Together they managed to manhandle the marvelously heavy trunk onto the train. Severus walked backwards up the steep stairs, treading carefully and certainly. John didn't set foot upon the train, didn't pass so much as a fingertip through the doorway.

But John did hold out his hand one more time, and when Severus leaned down from the stairwell to grip it, the Fool pressed two coins into his palm, saying, "You'll need those, to pay your way."

"Thank you," said the Magician, and felt the train begin to move.

As he stepped back and shut the door, he heard John call out with soldierly cheer, "See you around, mate!" A last glimpse through the window showed John offering a jaunty wave as the train pulled away.

Severus chose the nearest compartment, squeezed the trunk into it and squeezed in after it. Dawn turned the mist to honey as the train gathered speed, and this golden haze filled the windows so that nothing more could be seen. He pulled the shades down to soften the light, and settled down to rest awhile and consider everything that had happened to him.
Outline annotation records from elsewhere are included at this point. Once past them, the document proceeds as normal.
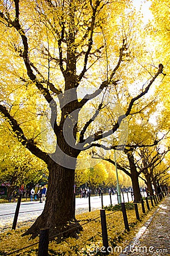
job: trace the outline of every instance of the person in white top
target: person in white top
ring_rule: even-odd
[[[34,195],[35,193],[35,190],[33,189],[33,188],[32,188],[32,189],[31,189],[31,191],[30,191],[30,193],[31,193],[31,201],[33,200],[33,196]]]

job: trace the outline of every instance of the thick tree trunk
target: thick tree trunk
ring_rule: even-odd
[[[67,169],[51,160],[46,200],[44,209],[36,222],[25,234],[32,234],[35,237],[40,229],[49,228],[50,237],[65,232],[60,237],[75,236],[82,230],[75,217],[74,201],[74,170]],[[70,228],[70,232],[66,232]]]

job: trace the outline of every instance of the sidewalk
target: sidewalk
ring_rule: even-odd
[[[170,196],[161,202],[152,216],[120,256],[170,255]]]

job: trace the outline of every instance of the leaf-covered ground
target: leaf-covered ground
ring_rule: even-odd
[[[129,232],[125,230],[121,211],[106,210],[109,245],[112,249],[115,246],[125,247],[128,241],[133,237],[135,233],[155,210],[156,207],[153,208],[145,214],[142,213],[141,204],[138,205],[138,209],[141,219],[140,221],[137,220],[134,209],[127,210],[130,229]],[[83,230],[79,234],[78,239],[69,238],[64,239],[60,243],[57,243],[56,241],[50,242],[49,245],[50,255],[103,255],[103,253],[100,253],[100,248],[103,246],[100,210],[78,215],[76,218],[83,227]],[[94,219],[95,220],[93,220]],[[29,236],[22,237],[22,234],[28,228],[29,225],[31,225],[31,223],[27,223],[27,226],[21,226],[20,224],[20,227],[18,226],[16,230],[8,230],[1,234],[0,237],[1,256],[10,252],[13,252],[11,255],[14,256],[37,255],[38,243],[14,253],[18,249],[39,242],[39,237],[35,240],[29,240]],[[99,251],[96,251],[97,250]],[[95,251],[92,252],[94,250]],[[110,255],[113,254],[110,254]],[[118,253],[114,253],[114,255],[118,255]]]

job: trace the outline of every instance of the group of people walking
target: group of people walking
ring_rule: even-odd
[[[44,185],[44,187],[40,187],[39,188],[37,192],[35,194],[35,189],[33,188],[30,191],[30,198],[31,201],[40,200],[40,203],[42,203],[43,201],[45,201],[45,196],[46,193],[46,187]]]

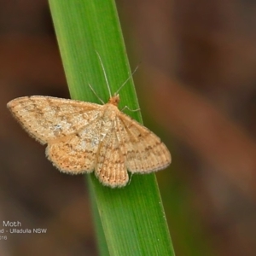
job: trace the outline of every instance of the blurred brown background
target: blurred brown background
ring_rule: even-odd
[[[256,3],[118,8],[144,123],[172,154],[157,177],[177,255],[256,255]],[[0,0],[0,230],[48,229],[9,235],[0,255],[97,255],[83,177],[59,173],[6,108],[69,97],[47,1]]]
Eventually, curiosity enticed him to open the trunk.

He found it full of books. Eagerly, he started extracting texts from its surprising depths. The titles intrigued and excited him, and once he commenced reading he could not stop himself. Somehow he felt as if he had been starved for all this knowledge. All the words, the illuminations, the very ideas seemed to fill him up and he was glad, because there had been a hollow in him for a very long time.
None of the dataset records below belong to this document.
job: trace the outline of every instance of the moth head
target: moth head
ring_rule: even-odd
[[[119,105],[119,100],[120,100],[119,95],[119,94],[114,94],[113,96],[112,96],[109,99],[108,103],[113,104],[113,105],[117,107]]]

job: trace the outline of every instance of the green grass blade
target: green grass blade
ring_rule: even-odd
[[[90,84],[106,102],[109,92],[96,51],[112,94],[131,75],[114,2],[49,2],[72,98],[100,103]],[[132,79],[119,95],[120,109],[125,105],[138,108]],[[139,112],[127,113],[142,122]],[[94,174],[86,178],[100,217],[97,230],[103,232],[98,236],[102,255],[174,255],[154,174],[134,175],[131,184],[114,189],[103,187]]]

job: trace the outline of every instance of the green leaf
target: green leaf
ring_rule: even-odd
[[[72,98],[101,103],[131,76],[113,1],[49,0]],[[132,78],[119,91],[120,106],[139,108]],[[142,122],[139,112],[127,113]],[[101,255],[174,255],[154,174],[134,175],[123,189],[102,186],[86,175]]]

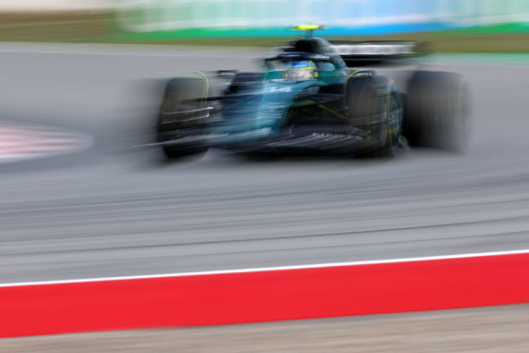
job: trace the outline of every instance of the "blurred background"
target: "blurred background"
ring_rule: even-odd
[[[310,23],[327,25],[329,38],[529,51],[524,0],[2,0],[0,13],[3,41],[268,46]]]

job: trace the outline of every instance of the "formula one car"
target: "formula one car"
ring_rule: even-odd
[[[358,48],[372,49],[374,42],[333,44],[312,36],[320,28],[298,26],[308,35],[264,58],[262,72],[218,71],[224,83],[217,94],[212,78],[201,72],[169,80],[157,128],[165,155],[213,147],[392,155],[406,140],[461,150],[468,104],[459,76],[415,71],[400,90],[390,78],[360,66],[409,56],[414,43],[384,42],[379,45],[392,52],[362,53]]]

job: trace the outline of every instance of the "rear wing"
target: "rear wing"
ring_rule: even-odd
[[[393,64],[430,53],[428,43],[413,41],[329,41],[348,66]]]

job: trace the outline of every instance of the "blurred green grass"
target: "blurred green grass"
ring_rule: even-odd
[[[286,37],[243,37],[123,40],[109,35],[113,25],[112,15],[109,12],[4,13],[0,13],[0,41],[273,47],[288,40]],[[293,37],[296,35],[293,33]],[[324,32],[321,35],[325,37]],[[529,52],[529,32],[496,33],[479,29],[327,38],[425,40],[432,43],[433,51],[444,52]]]

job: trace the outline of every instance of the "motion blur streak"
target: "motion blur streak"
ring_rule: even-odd
[[[529,301],[529,253],[0,288],[0,337]]]

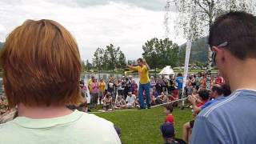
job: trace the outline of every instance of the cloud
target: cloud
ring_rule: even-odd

When he finally, carefully, closed the cover of the last Compendium Arcanum, the torch overhead flared to life and the train began to slow. Reflexively he began to gather up his possessions, stacking the books back into the trunk neatly so that the weight would be balanced.
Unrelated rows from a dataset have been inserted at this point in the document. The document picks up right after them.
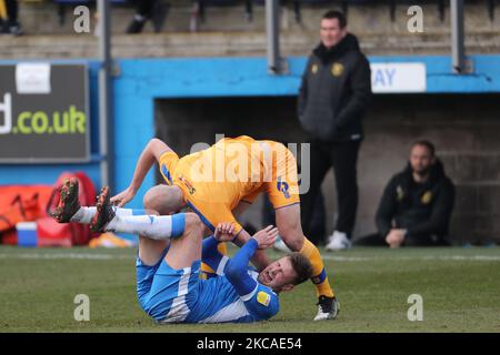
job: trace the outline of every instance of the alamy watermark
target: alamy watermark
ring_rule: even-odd
[[[409,7],[407,14],[411,18],[407,22],[407,29],[410,33],[423,32],[423,10],[419,6]]]
[[[419,294],[411,294],[408,296],[407,302],[411,304],[411,306],[408,308],[408,321],[416,322],[416,321],[423,321],[423,298]]]
[[[77,322],[89,322],[90,321],[90,298],[86,294],[78,294],[74,296],[73,303],[77,304],[74,307],[73,317]]]

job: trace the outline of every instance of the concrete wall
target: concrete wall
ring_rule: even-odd
[[[354,237],[376,231],[373,215],[382,190],[402,170],[412,141],[436,143],[457,185],[451,233],[457,243],[500,242],[500,95],[378,95],[364,121],[358,164],[360,204]],[[157,100],[157,134],[180,154],[196,142],[212,144],[217,133],[302,142],[296,98]],[[323,182],[328,232],[337,211],[334,179]],[[243,221],[261,226],[262,199]]]

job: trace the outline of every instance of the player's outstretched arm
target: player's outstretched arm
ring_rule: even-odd
[[[170,151],[172,151],[170,146],[168,146],[159,139],[153,138],[152,140],[150,140],[142,151],[141,155],[139,156],[139,160],[137,161],[136,170],[133,171],[133,176],[130,185],[124,191],[120,192],[116,196],[112,196],[111,203],[118,205],[119,207],[122,207],[129,201],[131,201],[136,196],[137,191],[140,189],[142,182],[144,181],[146,174],[149,172],[154,162],[159,161],[160,156],[164,152]]]
[[[213,235],[203,240],[201,260],[216,271],[218,275],[223,275],[223,270],[229,257],[222,255],[217,246],[221,242],[231,242],[234,239],[234,224],[231,222],[219,223]]]
[[[240,296],[250,294],[257,287],[254,281],[248,274],[248,263],[258,248],[267,248],[274,244],[278,236],[278,229],[269,225],[257,232],[238,251],[238,253],[227,262],[224,274]]]

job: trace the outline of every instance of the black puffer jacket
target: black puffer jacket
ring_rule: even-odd
[[[361,120],[370,101],[370,64],[353,34],[331,49],[319,44],[312,51],[298,100],[299,120],[311,140],[361,139]]]
[[[379,233],[387,236],[392,227],[408,230],[407,237],[428,239],[430,235],[448,235],[454,186],[444,174],[441,161],[431,168],[424,183],[417,183],[410,164],[396,174],[387,185],[377,211]]]

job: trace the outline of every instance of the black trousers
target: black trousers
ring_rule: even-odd
[[[339,209],[336,231],[347,233],[348,237],[351,237],[358,209],[357,163],[361,141],[334,143],[312,141],[310,144],[310,186],[301,196],[301,222],[304,234],[310,235],[316,197],[324,175],[333,166]],[[303,176],[303,172],[301,174]]]
[[[18,23],[18,0],[6,0],[7,16],[9,24]]]

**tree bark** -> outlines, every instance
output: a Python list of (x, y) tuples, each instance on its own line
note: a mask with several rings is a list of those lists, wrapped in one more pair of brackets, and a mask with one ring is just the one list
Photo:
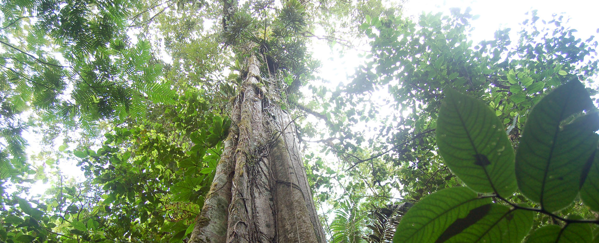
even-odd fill
[(190, 242), (323, 243), (295, 126), (255, 56)]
He found his wand, jammed between the seat cushions. He took it up with relief and tucked it safely deep within his pocket. He thought that wherever he was going, he would want to be a Wizard.

Something on the floor glinted at him in the torchlight. He knelt upon one knee to collect it and discovered it was a medal, rather densely inscribed: ORDER OF MERLIN, FIRST CLASS, POSTHUMOUSLY AWARDED TO SEVERUS SNAPE, HEAD OF SLYTHERIN HOUSE (1981-1996) AND HEADMASTER OF HOGWARTS SCHOOL OF WITCHCRAFT AND WIZARDRY IN 1997, ITS WORST YEAR EVER.

Nearby, beneath the seats, lay a crumpled sheet of parchment bearing scrawly handwriting he had seen on many homework assignments completed with mediocre effort. He smoothed it out across his knee and read it:

Dear Severus, I don't know if you will ever find this,

but it seems like letters have a way of getting to the people

they're meant to reach. I wanted to say, "Thank you."

This is how I've done it.

Enclosed was a photograph of Hogwarts, looking bandaged and splinted amidst a mass of scaffoldry, still standing proud and tall as she faced the future. Just visible upon the lake's far shore was Albus's white tomb.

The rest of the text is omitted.